In today’s Times, Florence Fabricant reports that traditional French restaurants are making a comeback (“There’ll Always Be a France, Especially in New York”).
- Daniel Boulud has just opened Bar Boulud, with a classic French bistro and charcuterie menu.
- Later this month, Alain Ducasse will open Benoit in the former La Côte Basque space. Ducasse already opened another French restaurant this year, Adour, in the former Lespinasse space.
Next Monday, Brasserie Cognac opens in West Midtown. Rita Jammet, who owned La Caravelle, is on hand as a consultant.
What’s notable is not merely that these restaurants have a nod to the French tradition, but that many of them are overtly traditional, serving the old standards (lobster thermidor, cassoulet, duck à l’orange) that were considered dinosaurs a short while ago.
Bouley told Fabricant, “I see traditional food coming back. It’s also newly popular in France, and it’s great to see. I have an emotional connection to that food, to my grandmother’s cooking: some of my family comes from Arras and Tours. And I love the tradition — braising rabbits and boning fish tableside, but in a relaxed atmosphere.”
These new restaurants lack the “jacket-and-tie mandatory” atmosphere of their “Le” and “La” predecessors, but in many other ways they’re throwbacks.
I, for one, am delighted.
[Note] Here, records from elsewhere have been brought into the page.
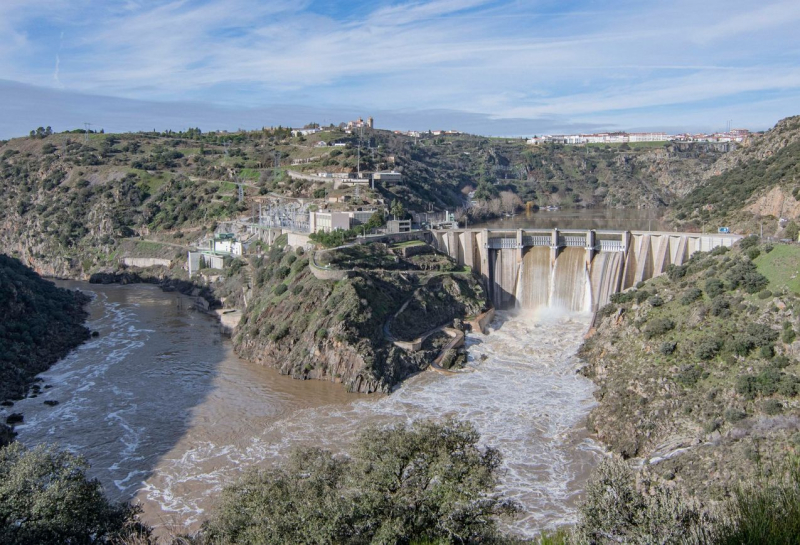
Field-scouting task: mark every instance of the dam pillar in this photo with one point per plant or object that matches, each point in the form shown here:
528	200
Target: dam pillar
483	248
553	247
590	247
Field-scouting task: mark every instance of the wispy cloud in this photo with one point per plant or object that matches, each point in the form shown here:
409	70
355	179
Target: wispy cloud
506	58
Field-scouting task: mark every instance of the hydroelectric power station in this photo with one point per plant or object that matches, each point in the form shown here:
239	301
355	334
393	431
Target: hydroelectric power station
572	269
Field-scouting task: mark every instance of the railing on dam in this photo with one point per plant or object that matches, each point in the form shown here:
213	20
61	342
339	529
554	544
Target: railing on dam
612	246
572	241
502	243
536	240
It’s not that these restaurants are uniformly excellent. I love some of them (Le Périgord, Le Veau d’Or) and have been underwhelmed at others (La Grenouille, Adour). It’s just fascinating to see that restauranteurs are giving New Yorkers something different by giving them something traditional.
Frank Bruni, who usually finds French food so dull, is going to have to brush up on Escoffier.